Michael: Ich konnte Rainer teilweise ver­stehen, teilweise hätte ich es anders gemacht. Ich hätte zum Beispiel die Patenschaft nicht abgebrochen, weil ich damit das Kind treffe.

Rainer: Du hast dich da nicht eingemischt.

Michael: Wenig. Aber ich hab immer noch Kontakt, wenn auch selten. Zum Geburtstag schicken mir die Schwestern E-Mails und ­fragen nach. Der einen hatte ich mal Bilder vom Urlaub geschickt, dann schreibt sie halt, dass wir da aber wieder eine schöne Reise ­gemacht haben . . .

Rainer: Das finde ich nicht gut. Unsere Urlaube gehen meine Schwestern nichts an.

Michael: Aber wir hatten ja keine schlechte Beziehung. Sie schreiben mir: "Ihr seid immer herzlich willkommen." Die laden uns immer noch ein, über mich zumindest – ich weiß ja nicht, was du für Mails kriegst . . .

Rainer: Meine Schwestern schicken Mails zum Geburtstag; ich lese die nicht. Ich schicke nur noch meinem Schwager zum Geburtstag eine Mail.

Michael: Siehste. Die jüngere Nichte hatte auch Briefkontakt zu mir aufgenommen, mich angesprochen als Onkel: Ob man sich nicht mal wieder treffen könnte. Mittlerweile ist der Kontakt abgebrochen. Aber vielleicht ist sie jetzt auch in einem Alter, in dem andere Sachen wichtig sind.

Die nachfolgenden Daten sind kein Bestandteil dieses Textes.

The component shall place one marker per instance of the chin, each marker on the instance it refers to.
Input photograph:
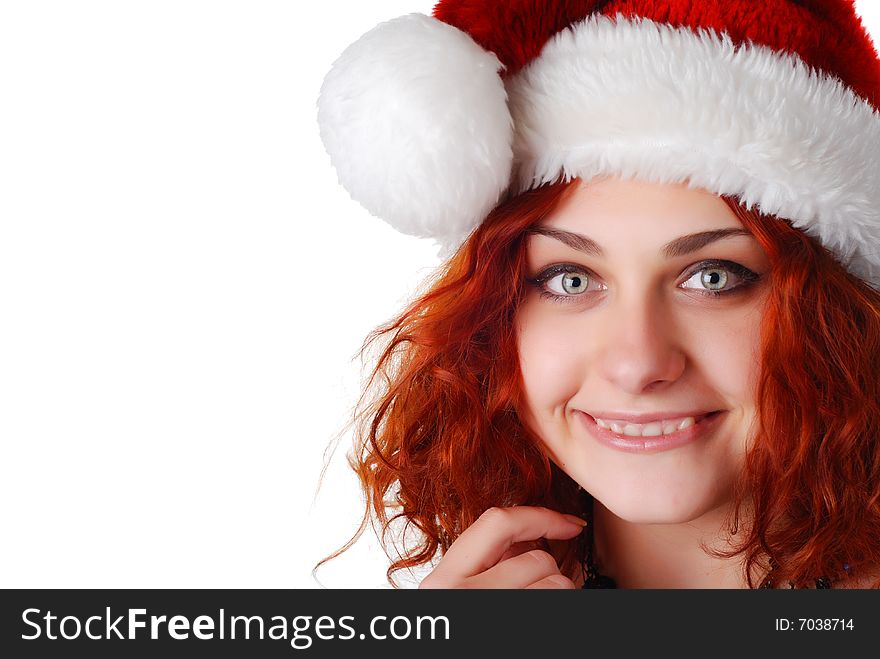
(661, 506)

Rainer: Von meiner Nichte kam alle paar ­Jahre ein Brief, bei dem erkennbar die Mutter – ­meine Schwester – ein bisschen die Feder geführt hat. Ob man sich nicht als Familie mal treffen könnte, also meine Nichte, ihre Eltern, Michael und ich. Ich antwortete ihr immer, dass sie mich gern besuchen kann, ich würde sie auch abholen, aber dass ich kein Familientreffen möchte: gern zu zweit, aber nicht als Familie. Das passt – für mich – einfach nicht.

"Ich wurde quasi ausradiert"

Ich fand es extrem kränkend, dass ich ­quasi ausradiert wurde von den Menschen, von ­denen ich dachte, dass sie mir am ­nächsten stehen.
Ich habe wirklich alles versucht, um ­meinen Eltern, vor allem meinem Vater, eine Reaktion zu entlocken. In den letzten Jahren vor allem schriftlich. Meine Mutter hat früher immer gern Briefe geschrieben, daher habe ich auch diesen Weg gewählt. Mehrmals. Null Reaktion, auch nicht auf meinen vorletzten Brief von 2013.

"Liebe Eltern, nach wie vor ist mir nicht klar, warum mein 'Outing' vor 11 Jahren zu einer derart gründlichen Implosion einer Familie geführt hat. Ich verstehe nicht, warum ihr, insbesondere Du, lieber Papa, so harsch und hart reagiert. Ihr wisst, wo + wie ihr mich erreichen könnt."

Als Michael und ich 2018 unsere eingetragene Lebenspartnerschaft in eine Ehe umwandelten, was rechtlich ja nun möglich ist, habe ich in Absprache mit ihm meine Eltern mit einem kleinen Brief zum Essen eingeladen. Das war mein letzter Versuch, weil möglicherweise die letzte Gelegenheit, sich aus positivem Anlass zu treffen. Auch diesmal keine Antwort.

 Diese Postkarte steht auf Rainers Schreibtisch. Was man ist, das bestimmt die Natur, sagt er, nicht man selbstEvelyn Dragan

Keine Ahnung, wie es meinen Eltern geht. Mein Vater ist mittlerweile 87, meine Mutter 85, da kann jeden Moment irgendwas passieren. Ich weiß ehrlich gesagt nicht mal, ob ich zur Beerdigung gehen würde, wenn sie jetzt sterben würden. Das mag harsch klingen, aber nach 17 Jahren sind alle emotionalen ­Bindungen abgetötet; das sind für mich ­fremde Menschen.

Ich habe es bis heute nicht verstanden: Was hat sich denn eigentlich für meinen ­Vater ­geändert? Er war vorher nicht im Schlaf­zimmer dabei, und er war es auch nicht in den vergangenen 17 Jahren. Auf meinem Schreibtisch habe ich eine Postkarte stehen: "Wann hast du dich entschlossen, heterosexuell zu werden?" Eben. Ob du hetero oder schwul bist oder noch was anderes, bestimmst nicht du, das bestimmt die Natur.